Реставраторский характер платоновского мышления, использующего древнюю мифологию, в которой не было различия между личностью и обществом, между гражданином и государством и вообще между чувственным и идеальным, здесь очевиден. Но для зрелой классики необходим был историзм, который не просто занимался бы мифологией как таковой и не просто фактографическим прагматизмом как таковым.
Логическим синтезом мифологического и фактографического исследования у Платона как раз и оказываются его «Государство» и «Законы» – образцы утопического идеала философа. В утопическом государстве Платона все настолько вечно, прекрасно и незыблемо, что здесь, собственно говоря, уже прекращается живая история и ход времени, как бы смыкаются фактография и мифология.

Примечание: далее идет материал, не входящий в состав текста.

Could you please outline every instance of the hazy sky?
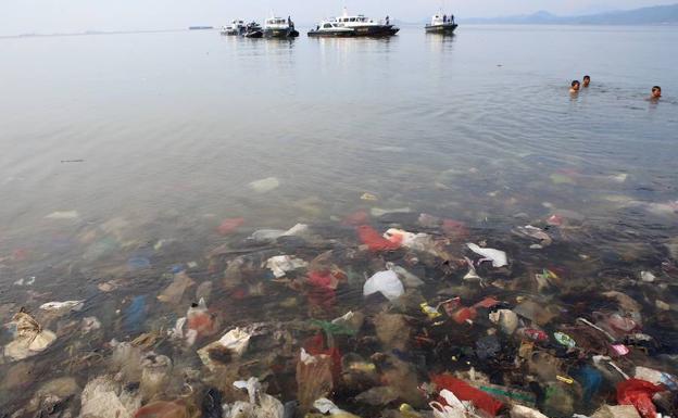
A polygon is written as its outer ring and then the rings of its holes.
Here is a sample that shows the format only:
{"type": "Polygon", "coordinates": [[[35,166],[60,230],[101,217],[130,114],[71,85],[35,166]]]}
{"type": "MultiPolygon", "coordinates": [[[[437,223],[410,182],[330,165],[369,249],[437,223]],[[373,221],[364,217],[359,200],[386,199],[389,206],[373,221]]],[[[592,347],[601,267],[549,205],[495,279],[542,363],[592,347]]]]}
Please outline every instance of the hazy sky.
{"type": "MultiPolygon", "coordinates": [[[[579,14],[676,0],[445,0],[445,11],[457,16],[490,17],[547,10],[579,14]]],[[[386,14],[418,22],[441,5],[441,0],[0,0],[0,35],[83,30],[136,30],[221,26],[229,18],[262,20],[271,11],[298,23],[313,23],[351,12],[373,17],[386,14]]]]}

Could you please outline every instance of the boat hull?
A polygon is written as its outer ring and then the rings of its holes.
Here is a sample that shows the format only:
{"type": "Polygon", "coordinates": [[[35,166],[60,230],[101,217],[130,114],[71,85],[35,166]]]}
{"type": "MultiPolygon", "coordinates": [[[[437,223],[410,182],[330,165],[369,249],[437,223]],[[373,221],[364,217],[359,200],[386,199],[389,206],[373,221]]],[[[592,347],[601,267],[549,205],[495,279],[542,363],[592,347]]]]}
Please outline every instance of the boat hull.
{"type": "Polygon", "coordinates": [[[299,31],[292,28],[288,29],[264,29],[264,38],[297,38],[299,31]]]}
{"type": "Polygon", "coordinates": [[[309,30],[312,38],[352,38],[355,30],[309,30]]]}
{"type": "Polygon", "coordinates": [[[224,36],[240,36],[240,35],[244,35],[244,29],[242,29],[242,30],[240,30],[240,29],[222,30],[222,35],[224,35],[224,36]]]}
{"type": "Polygon", "coordinates": [[[261,30],[248,31],[247,34],[244,34],[244,37],[250,39],[259,39],[264,37],[264,33],[261,30]]]}
{"type": "Polygon", "coordinates": [[[378,25],[378,26],[356,26],[353,27],[356,37],[387,37],[398,34],[399,27],[393,25],[378,25]]]}
{"type": "Polygon", "coordinates": [[[444,34],[444,35],[451,35],[454,33],[454,29],[456,29],[459,25],[453,23],[453,24],[442,24],[442,25],[426,25],[426,31],[428,34],[444,34]]]}

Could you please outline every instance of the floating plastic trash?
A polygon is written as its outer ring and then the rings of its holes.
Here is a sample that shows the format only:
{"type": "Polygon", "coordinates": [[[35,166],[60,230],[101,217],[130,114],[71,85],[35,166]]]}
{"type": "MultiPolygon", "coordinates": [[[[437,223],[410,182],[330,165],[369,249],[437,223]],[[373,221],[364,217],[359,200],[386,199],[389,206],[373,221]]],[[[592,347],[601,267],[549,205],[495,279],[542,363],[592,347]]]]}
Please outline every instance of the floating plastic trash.
{"type": "Polygon", "coordinates": [[[481,259],[481,262],[486,259],[492,262],[493,267],[503,267],[508,264],[506,253],[504,253],[503,251],[486,249],[474,243],[468,243],[466,244],[466,246],[468,246],[468,249],[474,253],[482,255],[485,258],[481,259]]]}
{"type": "Polygon", "coordinates": [[[378,271],[363,287],[365,296],[374,293],[381,293],[389,301],[394,301],[405,293],[405,288],[394,271],[378,271]]]}

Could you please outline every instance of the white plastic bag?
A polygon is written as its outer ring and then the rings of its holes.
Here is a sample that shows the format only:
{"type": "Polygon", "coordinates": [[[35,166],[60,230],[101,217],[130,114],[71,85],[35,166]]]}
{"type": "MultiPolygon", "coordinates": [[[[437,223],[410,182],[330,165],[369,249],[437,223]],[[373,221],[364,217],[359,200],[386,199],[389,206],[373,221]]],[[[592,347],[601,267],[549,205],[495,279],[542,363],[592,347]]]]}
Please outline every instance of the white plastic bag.
{"type": "Polygon", "coordinates": [[[506,253],[503,251],[486,249],[474,243],[467,243],[466,246],[474,253],[482,255],[485,257],[484,259],[491,261],[493,267],[503,267],[508,264],[506,253]]]}
{"type": "Polygon", "coordinates": [[[385,270],[376,273],[363,286],[365,296],[377,292],[380,292],[389,301],[394,301],[405,293],[405,288],[394,271],[385,270]]]}

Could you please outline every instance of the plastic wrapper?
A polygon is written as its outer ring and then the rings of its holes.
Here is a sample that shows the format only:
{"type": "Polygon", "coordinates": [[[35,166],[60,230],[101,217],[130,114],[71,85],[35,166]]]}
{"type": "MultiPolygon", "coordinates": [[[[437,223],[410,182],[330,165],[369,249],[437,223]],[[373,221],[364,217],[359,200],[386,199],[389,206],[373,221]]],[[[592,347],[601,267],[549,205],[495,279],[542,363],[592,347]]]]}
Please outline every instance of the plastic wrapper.
{"type": "Polygon", "coordinates": [[[297,362],[297,400],[300,409],[305,413],[313,403],[327,396],[332,388],[332,358],[329,355],[310,355],[301,350],[297,362]]]}

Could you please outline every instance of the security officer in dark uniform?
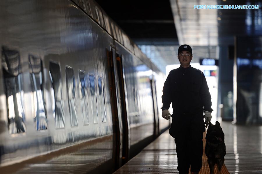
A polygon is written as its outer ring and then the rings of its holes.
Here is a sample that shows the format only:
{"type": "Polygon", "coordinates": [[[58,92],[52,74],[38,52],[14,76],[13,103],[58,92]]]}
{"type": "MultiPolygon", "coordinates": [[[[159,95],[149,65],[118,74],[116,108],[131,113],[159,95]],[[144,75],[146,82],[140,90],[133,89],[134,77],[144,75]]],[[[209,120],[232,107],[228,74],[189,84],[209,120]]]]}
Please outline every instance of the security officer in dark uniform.
{"type": "Polygon", "coordinates": [[[198,173],[202,166],[203,119],[211,120],[211,97],[206,78],[201,71],[190,65],[192,49],[187,45],[178,48],[180,67],[169,73],[164,85],[162,96],[162,116],[169,118],[168,109],[172,103],[173,119],[169,130],[175,138],[179,173],[198,173]]]}

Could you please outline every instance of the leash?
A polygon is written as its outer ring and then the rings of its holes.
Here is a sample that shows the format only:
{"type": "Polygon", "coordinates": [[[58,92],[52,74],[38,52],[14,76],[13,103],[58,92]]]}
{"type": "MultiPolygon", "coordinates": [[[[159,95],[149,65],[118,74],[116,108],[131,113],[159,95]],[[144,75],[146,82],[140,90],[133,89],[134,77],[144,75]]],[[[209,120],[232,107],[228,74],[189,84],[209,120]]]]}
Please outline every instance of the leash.
{"type": "Polygon", "coordinates": [[[207,120],[206,120],[205,121],[205,124],[206,125],[206,127],[207,127],[208,126],[209,124],[209,123],[210,123],[210,122],[208,121],[207,120]]]}

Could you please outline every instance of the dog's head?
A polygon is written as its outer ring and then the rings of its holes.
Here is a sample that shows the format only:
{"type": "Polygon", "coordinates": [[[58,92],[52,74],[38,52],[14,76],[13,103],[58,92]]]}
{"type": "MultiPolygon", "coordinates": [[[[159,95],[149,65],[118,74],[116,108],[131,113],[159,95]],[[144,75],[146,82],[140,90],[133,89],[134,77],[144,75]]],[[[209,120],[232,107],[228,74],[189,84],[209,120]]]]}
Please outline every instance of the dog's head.
{"type": "Polygon", "coordinates": [[[207,140],[212,143],[218,143],[224,141],[224,137],[222,128],[218,122],[216,121],[215,125],[211,123],[209,123],[206,136],[207,140]]]}

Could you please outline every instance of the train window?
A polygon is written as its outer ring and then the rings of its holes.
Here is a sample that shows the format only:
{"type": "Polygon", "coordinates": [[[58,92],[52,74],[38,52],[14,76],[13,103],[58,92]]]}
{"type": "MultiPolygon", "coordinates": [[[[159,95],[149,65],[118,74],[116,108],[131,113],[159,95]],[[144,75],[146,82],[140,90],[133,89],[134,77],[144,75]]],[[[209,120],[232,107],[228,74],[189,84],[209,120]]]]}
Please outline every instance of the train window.
{"type": "Polygon", "coordinates": [[[50,62],[49,71],[51,81],[51,94],[53,97],[53,116],[56,129],[65,127],[65,115],[62,95],[62,83],[60,66],[50,62]]]}
{"type": "Polygon", "coordinates": [[[75,81],[74,70],[71,67],[67,66],[66,67],[66,77],[68,104],[70,114],[70,124],[71,126],[76,126],[78,125],[78,119],[75,105],[75,81]]]}
{"type": "Polygon", "coordinates": [[[105,108],[105,98],[104,85],[103,84],[102,77],[98,77],[98,86],[99,95],[98,98],[100,115],[101,116],[102,122],[105,122],[107,121],[106,112],[105,108]]]}
{"type": "Polygon", "coordinates": [[[89,75],[89,82],[90,91],[91,93],[91,112],[93,117],[94,124],[98,123],[98,114],[97,110],[97,101],[95,92],[95,76],[93,74],[89,75]]]}
{"type": "Polygon", "coordinates": [[[87,89],[85,72],[81,70],[78,70],[78,77],[80,88],[81,89],[82,101],[82,113],[83,123],[84,125],[89,124],[89,118],[87,115],[88,103],[86,91],[87,89]]]}
{"type": "Polygon", "coordinates": [[[32,86],[31,94],[33,99],[34,122],[36,131],[47,129],[46,111],[44,103],[44,81],[43,64],[40,57],[32,55],[28,56],[29,71],[32,86]]]}
{"type": "Polygon", "coordinates": [[[1,57],[7,118],[10,134],[25,132],[22,73],[19,52],[3,47],[1,57]]]}

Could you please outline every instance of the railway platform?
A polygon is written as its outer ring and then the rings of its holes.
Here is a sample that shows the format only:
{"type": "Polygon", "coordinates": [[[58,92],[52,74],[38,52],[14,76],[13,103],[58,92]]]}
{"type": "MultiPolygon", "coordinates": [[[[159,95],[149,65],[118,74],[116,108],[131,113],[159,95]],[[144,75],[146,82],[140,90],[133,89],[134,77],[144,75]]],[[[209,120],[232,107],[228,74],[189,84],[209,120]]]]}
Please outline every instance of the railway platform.
{"type": "MultiPolygon", "coordinates": [[[[221,173],[262,173],[262,126],[220,123],[226,152],[221,173]]],[[[178,173],[175,149],[168,130],[114,173],[178,173]]],[[[200,173],[209,173],[207,160],[204,150],[200,173]]]]}

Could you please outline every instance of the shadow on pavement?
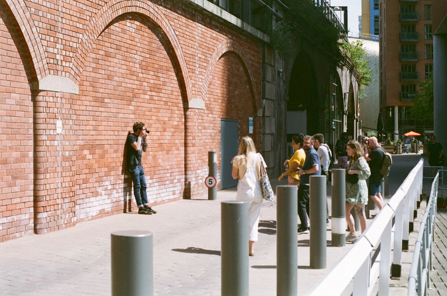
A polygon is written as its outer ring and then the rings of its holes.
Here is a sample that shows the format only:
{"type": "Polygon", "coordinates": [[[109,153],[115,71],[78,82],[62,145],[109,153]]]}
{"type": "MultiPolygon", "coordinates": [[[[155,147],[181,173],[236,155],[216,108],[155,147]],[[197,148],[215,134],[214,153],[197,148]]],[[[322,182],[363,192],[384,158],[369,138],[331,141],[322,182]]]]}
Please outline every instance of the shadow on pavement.
{"type": "Polygon", "coordinates": [[[208,255],[217,255],[220,256],[220,251],[216,251],[212,250],[206,250],[202,248],[195,247],[188,247],[186,249],[173,249],[173,251],[181,252],[182,253],[190,253],[196,254],[207,254],[208,255]]]}

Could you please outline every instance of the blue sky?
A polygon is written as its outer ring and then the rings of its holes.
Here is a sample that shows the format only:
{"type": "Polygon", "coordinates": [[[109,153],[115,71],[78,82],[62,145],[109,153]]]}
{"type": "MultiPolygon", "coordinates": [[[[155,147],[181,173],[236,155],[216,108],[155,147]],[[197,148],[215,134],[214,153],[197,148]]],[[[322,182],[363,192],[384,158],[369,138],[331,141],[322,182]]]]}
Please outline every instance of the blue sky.
{"type": "MultiPolygon", "coordinates": [[[[362,0],[329,0],[331,6],[348,7],[348,29],[358,33],[358,16],[362,15],[362,0]]],[[[336,12],[340,17],[340,12],[336,12]]],[[[342,15],[342,21],[343,21],[342,15]]]]}

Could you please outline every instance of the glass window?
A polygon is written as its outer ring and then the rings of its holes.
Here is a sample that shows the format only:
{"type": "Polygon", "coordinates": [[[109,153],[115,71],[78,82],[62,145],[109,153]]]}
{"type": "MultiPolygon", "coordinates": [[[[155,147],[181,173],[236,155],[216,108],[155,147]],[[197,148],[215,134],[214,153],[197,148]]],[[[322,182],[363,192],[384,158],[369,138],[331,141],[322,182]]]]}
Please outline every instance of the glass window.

«Законы» Платона идут в этом отношении еще дальше. В них конструируется не только вечное и неподвижное состояние отдельных группировок внутри государства, но все государство, и притом сверху донизу и без всякого исключения, вечно должно воспевать идеальные законы, плясать в их честь и пребывать в постоянном веселье и восторге [16, с. 140 – 146]. Здесь-то мы и находим подлинное завершение классически полисного историзма, который, будучи социально-политической реставрацией, восстанавливает не что иное, как стародавнее и вполне антиисторическое, чисто мифологическое время.
2. Аристотель
В формальном смысле слова Аристотель является безусловно антагонистом Платона. Тем не менее фактически он иной раз не только не критикует Платона, но и, наоборот, старается углубить его идеализм и вполне сознательно считает платоновский идеализм недостаточным.
Критикуя Платона за обособление его вечных и абсолютных идей от материальных вещей, Аристотель выдвигает подробно развитое в «Метафизике» учение о Нусе-Уме, который является для философа «идеей идей», «местом идей» и абсолютно изолирован от мира вещей (XII 7, 1073 а 4). Этот «Ум», который трактуется у Аристотеля и как космический, и как божественный, имеет свою собственную материю, которую он так и называет «умопостигаемой» (VII 10, 1036 а 9; 11 1037 а 4; VIII 6, 1046 а 34), хотя в то же время является «мышлением мышления», перводвигателем, богом или чем-то божественным (XII 9, 1072 b 14 – 1073 а 13).
«Космический Ум» пронизывает собою не только все вещи вообще, но и каждый мельчайший момент каждой отдельной вещи. Что же в таком случае Аристотель может сказать нам о времени и об историческом процессе? Если идея вещи пронизывает самую вещь до ее последнего и мельчайшего элемента, то, с точки зрения Аристотеля, прежде всего должно представляться ясным, что время неотделимо от движущегося тела, т.е. от движения, и является как бы мерой или числом самого движения, хотя и не сводится к нему.
Действительно, время для Аристотеля представляется в «Физике» скорее всего каким-то «движением и изменением» (IV 10). Но возникают апории, противоречащие этому: изменение совершается в самом теле, время же, по-видимому, находится вне тела; изменение может идти скорее и медленнее, время же не может. Эти апории показывают, что время для самого Аристотеля все же не есть только движение, но оно не может быть без движения («движения» в греческом смысле слова, т.е. всяческого изменения, перемещения, смены состояния мира). Движение – сама стихия времени, и без движения время не воспринималось бы.
Таким образом, время для Аристотеля, как и для всей античности, не существует без его содержательного наполнения, без того, чтобы в нем что-то происходило. Но и для Аристотеля возникает вопрос, чем же является время в событии само по себе и чем оно, в конце концов, отличается от самого движения.
Аристотель разрешает этот вопрос таким образом, что время есть различение в событии «прежде» и «после». Но, сказать так, значит еще ничего не сказать, потому что «прежде» и «после» сами нуждаются в определении и сами представляют ту загадку времени, какую надлежит разрешить. Правда, предыдущее и последующее, по Аристотелю, первоначально относятся к «месту», а не ко времени и потому как будто правомерно могут быть привлечены для определения последнего.